Chociaż pochodzą z polskich rodzin, większość z nich w Polsce była po raz pierwszy. Przez ponad tydzień przebywali na Śląsku.
Przyjechali na zaproszenie Towarzystwa Miłośników Lwowa i Kresów Południowo-Wschodnich w Zabrzu oraz parafii św. Wojciecha. 18-osobowa grupa z Naddniestrza to dzieci i młodzież z polskich rodzin związanych z Towarzystwem Kultury Polskiej „Jasna Góra” w Tyraspolu. W Zabrzu przebywali od 30 czerwca do 6 lipca. W tym czasie odwiedzili wiele miejsc. Jednym z pierwszych, do którego pojechali, było sanktuarium Matki Bożej Pokornej w Rudach. O tym miejscu związanym z cystersami opowiadał im i oprowadzał po opactwie ks.

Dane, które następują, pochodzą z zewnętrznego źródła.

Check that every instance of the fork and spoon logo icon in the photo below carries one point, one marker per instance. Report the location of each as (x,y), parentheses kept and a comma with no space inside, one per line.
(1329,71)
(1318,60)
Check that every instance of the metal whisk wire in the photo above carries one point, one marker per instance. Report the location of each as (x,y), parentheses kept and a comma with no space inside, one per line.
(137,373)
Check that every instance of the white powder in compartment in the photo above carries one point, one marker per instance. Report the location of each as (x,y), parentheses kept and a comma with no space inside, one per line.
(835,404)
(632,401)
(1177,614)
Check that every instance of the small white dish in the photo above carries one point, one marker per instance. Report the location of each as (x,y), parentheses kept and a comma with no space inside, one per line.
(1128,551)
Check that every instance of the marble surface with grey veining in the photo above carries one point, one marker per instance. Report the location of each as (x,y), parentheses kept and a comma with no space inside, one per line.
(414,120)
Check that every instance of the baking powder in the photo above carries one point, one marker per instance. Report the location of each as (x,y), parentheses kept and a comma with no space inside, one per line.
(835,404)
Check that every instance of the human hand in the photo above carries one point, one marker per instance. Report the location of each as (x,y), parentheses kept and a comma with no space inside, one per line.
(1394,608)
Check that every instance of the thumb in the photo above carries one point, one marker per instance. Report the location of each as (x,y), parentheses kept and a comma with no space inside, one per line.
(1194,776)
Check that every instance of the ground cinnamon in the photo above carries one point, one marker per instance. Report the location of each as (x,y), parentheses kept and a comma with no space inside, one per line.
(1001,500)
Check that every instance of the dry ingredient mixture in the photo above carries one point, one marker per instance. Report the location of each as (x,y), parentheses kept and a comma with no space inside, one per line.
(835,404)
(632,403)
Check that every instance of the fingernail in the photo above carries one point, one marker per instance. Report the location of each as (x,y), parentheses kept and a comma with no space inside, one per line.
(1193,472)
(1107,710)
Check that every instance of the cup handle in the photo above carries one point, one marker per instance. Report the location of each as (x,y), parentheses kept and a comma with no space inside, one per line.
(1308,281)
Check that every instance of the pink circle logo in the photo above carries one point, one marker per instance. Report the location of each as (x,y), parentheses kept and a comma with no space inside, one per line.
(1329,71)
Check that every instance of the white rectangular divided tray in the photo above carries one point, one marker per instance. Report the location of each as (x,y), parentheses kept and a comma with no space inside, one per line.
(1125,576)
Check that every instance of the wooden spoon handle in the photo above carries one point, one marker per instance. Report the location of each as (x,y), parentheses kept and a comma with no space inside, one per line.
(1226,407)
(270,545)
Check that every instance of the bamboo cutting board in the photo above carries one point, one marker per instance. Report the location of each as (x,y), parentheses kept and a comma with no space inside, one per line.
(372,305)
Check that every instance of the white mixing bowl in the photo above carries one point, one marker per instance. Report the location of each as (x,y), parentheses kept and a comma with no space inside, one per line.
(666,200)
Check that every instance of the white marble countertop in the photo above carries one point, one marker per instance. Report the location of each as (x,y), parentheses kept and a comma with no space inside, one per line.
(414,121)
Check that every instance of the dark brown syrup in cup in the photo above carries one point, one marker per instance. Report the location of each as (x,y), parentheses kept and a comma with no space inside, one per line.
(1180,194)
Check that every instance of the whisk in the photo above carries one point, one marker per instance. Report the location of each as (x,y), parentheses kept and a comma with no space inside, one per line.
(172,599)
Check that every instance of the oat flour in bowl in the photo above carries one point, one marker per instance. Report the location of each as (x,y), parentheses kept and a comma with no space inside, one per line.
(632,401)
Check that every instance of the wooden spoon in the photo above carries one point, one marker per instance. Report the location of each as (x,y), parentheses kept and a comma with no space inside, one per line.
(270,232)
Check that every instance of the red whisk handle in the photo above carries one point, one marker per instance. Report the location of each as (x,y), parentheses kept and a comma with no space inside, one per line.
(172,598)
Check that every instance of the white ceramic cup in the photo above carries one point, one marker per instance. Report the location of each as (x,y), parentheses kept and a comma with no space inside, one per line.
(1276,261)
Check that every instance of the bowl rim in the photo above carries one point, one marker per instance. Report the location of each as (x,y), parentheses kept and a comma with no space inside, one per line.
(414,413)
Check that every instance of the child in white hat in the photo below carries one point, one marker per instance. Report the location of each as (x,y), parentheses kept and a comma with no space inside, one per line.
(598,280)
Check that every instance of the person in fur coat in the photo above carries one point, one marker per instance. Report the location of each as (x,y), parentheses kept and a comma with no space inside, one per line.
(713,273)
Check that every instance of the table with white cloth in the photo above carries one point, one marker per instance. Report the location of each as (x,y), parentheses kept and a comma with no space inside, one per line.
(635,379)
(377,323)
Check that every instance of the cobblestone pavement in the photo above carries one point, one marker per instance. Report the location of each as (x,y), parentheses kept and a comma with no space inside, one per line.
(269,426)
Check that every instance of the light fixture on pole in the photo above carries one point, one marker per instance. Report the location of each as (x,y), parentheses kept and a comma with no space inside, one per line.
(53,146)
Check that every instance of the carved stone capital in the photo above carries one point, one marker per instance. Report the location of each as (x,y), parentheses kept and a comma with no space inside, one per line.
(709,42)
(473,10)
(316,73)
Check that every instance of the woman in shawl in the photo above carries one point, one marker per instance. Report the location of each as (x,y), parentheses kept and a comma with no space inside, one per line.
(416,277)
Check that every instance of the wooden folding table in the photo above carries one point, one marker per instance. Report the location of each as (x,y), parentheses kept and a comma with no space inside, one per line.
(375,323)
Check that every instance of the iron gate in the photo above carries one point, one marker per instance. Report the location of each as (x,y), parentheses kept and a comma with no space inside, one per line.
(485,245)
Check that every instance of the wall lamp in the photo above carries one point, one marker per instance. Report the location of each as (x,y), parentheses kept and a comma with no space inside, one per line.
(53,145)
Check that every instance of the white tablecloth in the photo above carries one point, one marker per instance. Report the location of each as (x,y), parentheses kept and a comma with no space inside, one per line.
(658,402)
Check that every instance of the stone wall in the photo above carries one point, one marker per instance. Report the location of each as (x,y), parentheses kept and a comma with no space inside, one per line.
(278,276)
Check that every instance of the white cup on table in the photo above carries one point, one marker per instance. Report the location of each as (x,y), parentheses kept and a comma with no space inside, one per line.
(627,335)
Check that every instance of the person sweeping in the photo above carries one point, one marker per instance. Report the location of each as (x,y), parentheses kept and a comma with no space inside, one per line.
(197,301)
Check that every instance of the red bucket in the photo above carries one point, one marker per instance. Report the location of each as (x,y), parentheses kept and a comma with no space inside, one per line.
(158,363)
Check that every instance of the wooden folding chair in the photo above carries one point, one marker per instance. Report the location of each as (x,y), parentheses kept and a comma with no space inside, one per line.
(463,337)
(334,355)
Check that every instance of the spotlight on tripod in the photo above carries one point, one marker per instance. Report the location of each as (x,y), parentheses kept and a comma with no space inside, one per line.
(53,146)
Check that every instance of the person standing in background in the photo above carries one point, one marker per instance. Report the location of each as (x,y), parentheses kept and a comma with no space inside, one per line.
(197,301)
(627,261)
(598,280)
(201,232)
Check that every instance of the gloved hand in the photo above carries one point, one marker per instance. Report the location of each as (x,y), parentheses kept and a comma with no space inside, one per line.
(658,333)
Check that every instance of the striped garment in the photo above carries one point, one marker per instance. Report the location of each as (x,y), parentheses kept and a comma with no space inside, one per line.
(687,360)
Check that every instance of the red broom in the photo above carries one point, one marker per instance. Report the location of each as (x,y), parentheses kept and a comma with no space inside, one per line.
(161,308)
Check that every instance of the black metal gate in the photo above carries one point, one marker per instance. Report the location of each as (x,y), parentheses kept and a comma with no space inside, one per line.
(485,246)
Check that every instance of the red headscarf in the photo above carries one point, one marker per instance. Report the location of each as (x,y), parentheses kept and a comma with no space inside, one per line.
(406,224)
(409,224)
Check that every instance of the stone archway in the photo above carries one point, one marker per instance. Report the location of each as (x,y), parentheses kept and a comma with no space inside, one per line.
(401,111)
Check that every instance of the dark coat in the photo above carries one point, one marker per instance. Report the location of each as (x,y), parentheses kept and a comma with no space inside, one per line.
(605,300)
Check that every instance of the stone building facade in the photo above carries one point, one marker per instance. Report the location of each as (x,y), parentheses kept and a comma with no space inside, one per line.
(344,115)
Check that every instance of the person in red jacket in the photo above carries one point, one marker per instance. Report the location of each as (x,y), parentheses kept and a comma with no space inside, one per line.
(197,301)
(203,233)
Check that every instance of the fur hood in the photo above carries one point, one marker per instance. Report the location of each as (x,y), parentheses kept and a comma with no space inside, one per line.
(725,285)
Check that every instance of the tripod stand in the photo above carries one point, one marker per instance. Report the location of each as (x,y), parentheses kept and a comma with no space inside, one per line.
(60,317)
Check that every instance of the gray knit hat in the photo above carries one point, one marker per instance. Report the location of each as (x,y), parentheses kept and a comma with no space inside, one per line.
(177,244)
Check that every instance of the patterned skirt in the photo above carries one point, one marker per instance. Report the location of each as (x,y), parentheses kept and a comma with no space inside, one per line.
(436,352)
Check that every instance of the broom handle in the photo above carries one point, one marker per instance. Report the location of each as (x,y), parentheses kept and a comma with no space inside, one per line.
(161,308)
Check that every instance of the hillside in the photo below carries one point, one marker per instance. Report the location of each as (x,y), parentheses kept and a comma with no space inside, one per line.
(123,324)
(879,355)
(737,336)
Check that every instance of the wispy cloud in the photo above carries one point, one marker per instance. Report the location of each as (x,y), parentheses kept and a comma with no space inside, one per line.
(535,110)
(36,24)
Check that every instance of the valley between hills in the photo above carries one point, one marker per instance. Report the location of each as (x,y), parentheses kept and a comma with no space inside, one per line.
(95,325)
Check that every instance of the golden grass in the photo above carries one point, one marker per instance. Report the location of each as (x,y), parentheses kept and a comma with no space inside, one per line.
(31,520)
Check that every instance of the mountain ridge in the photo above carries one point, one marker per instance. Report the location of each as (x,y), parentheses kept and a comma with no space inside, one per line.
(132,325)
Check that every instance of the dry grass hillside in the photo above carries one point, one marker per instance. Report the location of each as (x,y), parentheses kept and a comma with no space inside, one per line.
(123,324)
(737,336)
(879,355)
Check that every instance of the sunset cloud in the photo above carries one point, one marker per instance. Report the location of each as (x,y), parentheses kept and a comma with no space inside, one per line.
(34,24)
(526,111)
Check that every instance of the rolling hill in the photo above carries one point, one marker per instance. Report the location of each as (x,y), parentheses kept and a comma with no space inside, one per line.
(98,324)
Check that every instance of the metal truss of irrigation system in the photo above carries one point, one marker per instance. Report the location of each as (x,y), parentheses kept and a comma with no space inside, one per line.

Jan Rosiek, dyrektor Ośrodka Formacyjno-Edukacyjnego Diecezji Gliwickiej.
Grupa z Naddniestrza była pod dużym wrażeniem Starego Opactwa, jego wirydarza i otaczającego parku. Tam też zostali ugoszczeni obiadem. W Rudach zwiedzili jeszcze Muzeum Kolejki Wąskotorowej, gdzie czekał na nich przejazd zabytkową kolejką do Stanicy, zwiedzanie kuźni, dawnej izby śląskiej i przejażdżka drezyną. – Pomysł zaproszenia dzieci z Naddniestrza podsunął nam śp. Józef Dobrzański, który był tam i miał okazję poznać mieszkających na tamtych terenach Polaków. Zabrał się mocno do pracy, ale na początku lutego tego roku nagle zmarł. Chcąc wypełnić jego zamierzenie, postanowiliśmy zrealizować te plany. Nie udałoby się tego osiągnąć, gdyby nie pomogły nam różne instytucje i ludzie dobrej woli – mówi Andrzej Azyan, prezes zarządu oddziału Towarzystwa Miłośników Lwowa i Kresów Południowo-Wschodnich w Zabrzu, i wymienia prezydent Małgorzatę Mańkę-Szulik oraz Urząd Miasta w Zabrzu, Kurię Diecezjalną w Gliwicach, Urząd Wojewódzki w Katowicach, Urząd Miasta w Kuźni Raciborskiej, Muzeum Miejskie w Gliwicach oraz Zespół Pieśni i Tańca „Śląsk”.